I had just this morning secured the key that
would fit the first door. I had taken the impression of the lock and
had it made without definite purpose, but now I was ready to act.
With a sinking heart but a clear head I put the key cautiously to the
lock and gently turned it. The key fitted perfectly, and the bolt flew
back as it made the circle. I opened the door into the middle room. The
second door, as I expected, was closed. Would the same key fit the
second lock, or must I wait to have another made? I advanced to the
second door and was about to try the key when a sound from behind it
turned my blood to water.
Beyond that door, from the room I had supposed to be empty, I heard a
groan.
I stood as if petrified, and, in the broad daylight that streamed in at
the window, with the noise and rush of Clay Street ringing in my ears,
I felt my hair rise as though I had come on a ghost. I listened a
minute or more, but heard nothing.
"Nonsense!" I thought to myself; "it was a trick of the imagination."

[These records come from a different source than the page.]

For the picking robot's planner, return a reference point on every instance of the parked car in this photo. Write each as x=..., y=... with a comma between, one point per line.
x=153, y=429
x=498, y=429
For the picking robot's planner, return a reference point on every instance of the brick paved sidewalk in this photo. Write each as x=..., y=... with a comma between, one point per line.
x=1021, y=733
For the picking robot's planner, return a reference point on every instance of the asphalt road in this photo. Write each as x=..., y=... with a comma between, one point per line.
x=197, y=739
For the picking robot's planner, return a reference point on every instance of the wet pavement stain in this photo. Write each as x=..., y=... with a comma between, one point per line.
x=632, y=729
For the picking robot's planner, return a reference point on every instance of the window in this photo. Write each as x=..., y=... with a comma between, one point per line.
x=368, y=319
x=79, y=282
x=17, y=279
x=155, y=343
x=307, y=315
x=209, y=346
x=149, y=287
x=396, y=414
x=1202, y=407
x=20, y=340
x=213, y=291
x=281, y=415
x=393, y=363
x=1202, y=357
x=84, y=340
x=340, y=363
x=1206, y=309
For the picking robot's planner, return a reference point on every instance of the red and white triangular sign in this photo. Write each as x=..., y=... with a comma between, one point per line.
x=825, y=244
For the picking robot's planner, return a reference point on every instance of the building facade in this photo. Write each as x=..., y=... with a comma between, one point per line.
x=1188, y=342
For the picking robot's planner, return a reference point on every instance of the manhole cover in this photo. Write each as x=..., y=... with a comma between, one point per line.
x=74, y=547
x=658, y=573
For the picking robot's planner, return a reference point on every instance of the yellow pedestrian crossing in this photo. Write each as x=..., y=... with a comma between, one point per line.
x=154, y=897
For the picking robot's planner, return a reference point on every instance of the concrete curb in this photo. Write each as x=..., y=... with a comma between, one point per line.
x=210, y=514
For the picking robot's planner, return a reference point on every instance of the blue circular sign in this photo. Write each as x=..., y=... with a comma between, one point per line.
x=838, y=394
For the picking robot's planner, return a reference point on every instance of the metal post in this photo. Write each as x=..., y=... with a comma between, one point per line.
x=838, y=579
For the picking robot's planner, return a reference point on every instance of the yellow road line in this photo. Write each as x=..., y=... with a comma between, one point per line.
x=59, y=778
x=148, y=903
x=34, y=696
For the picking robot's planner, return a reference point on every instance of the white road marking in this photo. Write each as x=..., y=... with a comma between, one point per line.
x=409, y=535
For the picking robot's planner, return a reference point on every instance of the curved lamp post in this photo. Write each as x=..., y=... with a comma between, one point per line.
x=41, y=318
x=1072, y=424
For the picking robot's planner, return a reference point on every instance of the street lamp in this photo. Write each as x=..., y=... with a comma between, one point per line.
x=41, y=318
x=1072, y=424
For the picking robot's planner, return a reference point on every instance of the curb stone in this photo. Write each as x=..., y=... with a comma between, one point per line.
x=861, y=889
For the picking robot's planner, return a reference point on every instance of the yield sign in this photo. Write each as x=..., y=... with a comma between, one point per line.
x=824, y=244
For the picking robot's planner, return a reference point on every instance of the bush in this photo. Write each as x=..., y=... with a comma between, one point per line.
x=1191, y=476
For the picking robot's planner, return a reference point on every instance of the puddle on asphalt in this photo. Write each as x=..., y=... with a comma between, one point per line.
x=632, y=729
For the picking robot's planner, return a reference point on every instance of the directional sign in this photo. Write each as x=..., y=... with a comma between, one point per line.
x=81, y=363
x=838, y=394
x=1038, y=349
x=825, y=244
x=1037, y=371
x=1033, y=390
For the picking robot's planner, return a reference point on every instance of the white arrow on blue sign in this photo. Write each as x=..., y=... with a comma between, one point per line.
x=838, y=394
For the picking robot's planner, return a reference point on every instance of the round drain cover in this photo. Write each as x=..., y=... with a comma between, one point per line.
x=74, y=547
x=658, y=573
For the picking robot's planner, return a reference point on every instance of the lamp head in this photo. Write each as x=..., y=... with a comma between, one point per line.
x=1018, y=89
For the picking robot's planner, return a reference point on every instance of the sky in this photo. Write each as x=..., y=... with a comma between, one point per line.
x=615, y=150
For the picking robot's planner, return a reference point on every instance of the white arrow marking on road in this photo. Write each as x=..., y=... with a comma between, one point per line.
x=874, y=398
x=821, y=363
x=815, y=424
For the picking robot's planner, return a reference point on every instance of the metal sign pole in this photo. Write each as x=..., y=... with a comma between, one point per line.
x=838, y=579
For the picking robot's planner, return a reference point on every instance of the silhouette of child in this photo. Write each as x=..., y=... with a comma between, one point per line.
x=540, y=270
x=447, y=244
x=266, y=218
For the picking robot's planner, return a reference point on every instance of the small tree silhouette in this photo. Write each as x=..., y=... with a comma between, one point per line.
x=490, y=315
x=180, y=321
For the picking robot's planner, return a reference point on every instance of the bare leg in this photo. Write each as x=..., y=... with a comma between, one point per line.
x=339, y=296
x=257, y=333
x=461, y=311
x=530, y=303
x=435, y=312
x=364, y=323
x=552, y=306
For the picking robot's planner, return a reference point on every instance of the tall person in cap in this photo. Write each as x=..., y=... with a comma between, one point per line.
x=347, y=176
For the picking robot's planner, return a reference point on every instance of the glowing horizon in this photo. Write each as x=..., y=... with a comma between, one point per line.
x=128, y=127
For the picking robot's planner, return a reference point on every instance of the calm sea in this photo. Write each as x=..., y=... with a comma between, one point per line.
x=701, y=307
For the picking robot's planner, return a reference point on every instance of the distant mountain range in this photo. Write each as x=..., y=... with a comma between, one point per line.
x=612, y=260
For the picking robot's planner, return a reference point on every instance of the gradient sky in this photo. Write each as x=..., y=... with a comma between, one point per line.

I raised my hand once more to the lock, when the sound broke again,
louder, unmistakable. It was the voice of one in distress of body or
mind.
What was it? Could it be some prisoner of Doddridge Knapp's, brought
hither by the desperate band that owned him as employer? Was it a man
whom I might succor? Or was it Doddridge Knapp himself, overwhelmed by
recollection and remorse, doing penance in solitude for the villainy he
had done and dared not confess? I listened with all my ears.